Um amigo economista recentemente me expôs, ironicamente, o seu seguinte dilema: “como defender a verticalização de São Paulo e continuar ouvindo impunemente a música ‘Lucro (Descomprimindo)’ do BaianaSystem, da qual gosto tanto?”.
Para quem não conhece, vale a pena ouvir. A canção é ótima, apesar de criticar (ou exatamente por criticar) o mercado imobiliário. Vai, aí, da visão nem sempre bem fundamentada de cada um.
Dizem os primeiros versos da canção do grupo baiano: “Tire as construções da minha praia / Não consigo respirar / As meninas de mini saia / Não conseguem respirar / Especulação imobiliária / E o petróleo em alto mar / Subiu o prédio eu ouço vaia”.
Apesar de falar de uma cidade brasileira litorânea, a letra exprime bem o sentimento de muitos moradores de bairros ricos ou tradicionais de São Paulo, avessos à verticalização dos seus quintais mesmo morando, em muitos casos, em prédios tão ou mais danosos à vida urbana quanto os novos em construção.

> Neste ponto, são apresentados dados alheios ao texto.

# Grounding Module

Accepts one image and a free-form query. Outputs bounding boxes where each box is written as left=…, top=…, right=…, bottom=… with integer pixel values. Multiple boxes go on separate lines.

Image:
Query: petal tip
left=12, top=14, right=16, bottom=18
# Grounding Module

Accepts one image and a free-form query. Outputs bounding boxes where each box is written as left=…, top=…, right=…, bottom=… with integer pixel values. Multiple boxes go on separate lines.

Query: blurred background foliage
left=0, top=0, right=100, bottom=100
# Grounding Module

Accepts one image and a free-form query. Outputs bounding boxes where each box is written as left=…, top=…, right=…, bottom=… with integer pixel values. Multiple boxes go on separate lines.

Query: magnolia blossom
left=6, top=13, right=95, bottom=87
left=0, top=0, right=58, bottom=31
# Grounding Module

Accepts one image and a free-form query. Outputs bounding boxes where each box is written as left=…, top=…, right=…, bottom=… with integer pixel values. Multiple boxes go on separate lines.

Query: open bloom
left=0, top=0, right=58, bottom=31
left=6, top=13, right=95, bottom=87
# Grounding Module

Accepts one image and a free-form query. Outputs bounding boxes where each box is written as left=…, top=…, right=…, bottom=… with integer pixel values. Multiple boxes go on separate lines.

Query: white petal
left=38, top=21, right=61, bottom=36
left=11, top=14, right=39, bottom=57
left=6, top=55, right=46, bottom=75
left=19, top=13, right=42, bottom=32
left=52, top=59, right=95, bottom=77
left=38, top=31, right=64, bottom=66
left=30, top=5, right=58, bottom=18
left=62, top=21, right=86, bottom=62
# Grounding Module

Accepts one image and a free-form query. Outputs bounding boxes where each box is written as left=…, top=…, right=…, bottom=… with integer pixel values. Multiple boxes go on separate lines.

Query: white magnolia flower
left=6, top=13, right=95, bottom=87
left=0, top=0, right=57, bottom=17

Ela ainda reproduz o uso recorrente e, na minha opinião, equivocado do termo “especulação imobiliária”, conforme já analisei em artigo no Caos Planejado. Ainda assim, feitas essas ressalvas, a crítica ao atual processo de verticalização em São Paulo é compreensível. Ela, porém, não deveria estar direcionada ao processo de verticalização em si, como na música, mas à qualidade dessa verticalização.
Afinal, se em teoria a verticalização pode desempenhar um papel fundamental no desejado adensamento populacional das áreas centrais da cidade, o resultado, na prática, de fato tem deixado a desejar.
O perfil de ocupação dos novos imóveis nos eixos de estruturação não parece estar atendendo plenamente aos objetivos de adensamento populacional e maior uso do transporte público definidos pelo último Plano Diretor.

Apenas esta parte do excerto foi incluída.